Numeric Array Expressions
Although not a scientific language, PRO/5 allows certain operations, such as matrix copy, add, subtract, and multiply, to be performed on entire numeric arrays. These operations are intended for use with PRO/5's graphics capabilities. Therefore, some common functions, such as matrix transpose, are not implemented. See LET Verb for complete details. Furthermore, entire arrays (numeric or string) can be read or written. See the READ and WRITE for more information.
Numeric Input
The READ, INPUT, DREAD, and INPUTN verbs may be used to accept numeric data into a numeric variable from the keyboard, from a file, or from a DATA statement. The numeric data may contain an optional sign, digits, one optional decimal point, and optional E-notation for a decimal exponent. For instance, the input "1.2E6" equals 1.2 times ten to the sixth power, or 1,200,000. Non-numeric data will cause an !ERROR=26, and the assignment will not be performed. Regardless of the current precision, no rounding is performed during input.
Numeric Input Verification
Ordinarily, any quantity PRO/5 is capable of representing may be input, and any additional validity checks are the programmer's responsibility. However, PRO/5 does provide a convenient numeric verification facility. With numeric input verification, limits may be imposed on the input value, and special branches may be taken on special input values, which need not be numeric. The syntax for numeric input verification is as follows:
numvar:({str=lineref{,str=lineref...},} {maxval})
The optional str=lineref items compare the input data, before any attempt is made to interpret it as a numerical quantity, to the specified string, and cause a branch if they match. Only string constants may be used in this context.
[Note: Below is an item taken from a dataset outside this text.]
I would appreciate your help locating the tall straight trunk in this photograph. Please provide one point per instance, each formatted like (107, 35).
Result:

Variables and other string expressions are not permitted. These string comparisons are case-sensitive. If no str=lineref item matches, the input must be valid numeric data, or an !ERROR=26 will occur.
The maxval item, if present, imposes limits on both the value and the precision of the input. If maxval is positive, only values between zero and maxval, inclusive, are allowed. If maxval is negative, any values from negative the absolute value of maxval to positive the absolute value of maxval are accepted. Out-of-range quantities cause an !ERROR=48.
Not only does maxval affect the range of values the input may take, but the precision as well. Integers are always accepted, but the user's input may never require more decimal places than are required to print maxval. Input data requiring more precision than maxval cause an !ERROR=48.
The following example will accept any value from -9.9 to +9.9, provided not more than one decimal place is required to print the value. If the word "END" is typed, a branch to line 100 is taken.
0010 INPUT A:("END"=0100,-9.9)
Note that an attempt to specify a maxval of 10.0, thereby setting the limit at 10, but still permitting one decimal place of precision, would fail, because the internal representations for 10 and 10.0 are identical.
Numeric input verification is done by the following sequence of events. First, the input data is obtained as a string. This value is then compared against all str=lineref items, in the order listed. If a match occurs, the branch is taken without any assignment being performed. Otherwise, the input is converted to a numerical quantity, causing an !ERROR=26 if the data is invalid. Finally, the value is assigned, and range checks are performed. With INPUTN, the process is the same, but it is the final edited string, prior to application of the output mask, that is verified.
The following example illustrates a popular technique that exploits the fact that numeric verification is done before assignment:
100 INPUT A:(""=110)
110…
The user may enter a new value for A, or simply press RETURN and allow the current value to remain unchanged.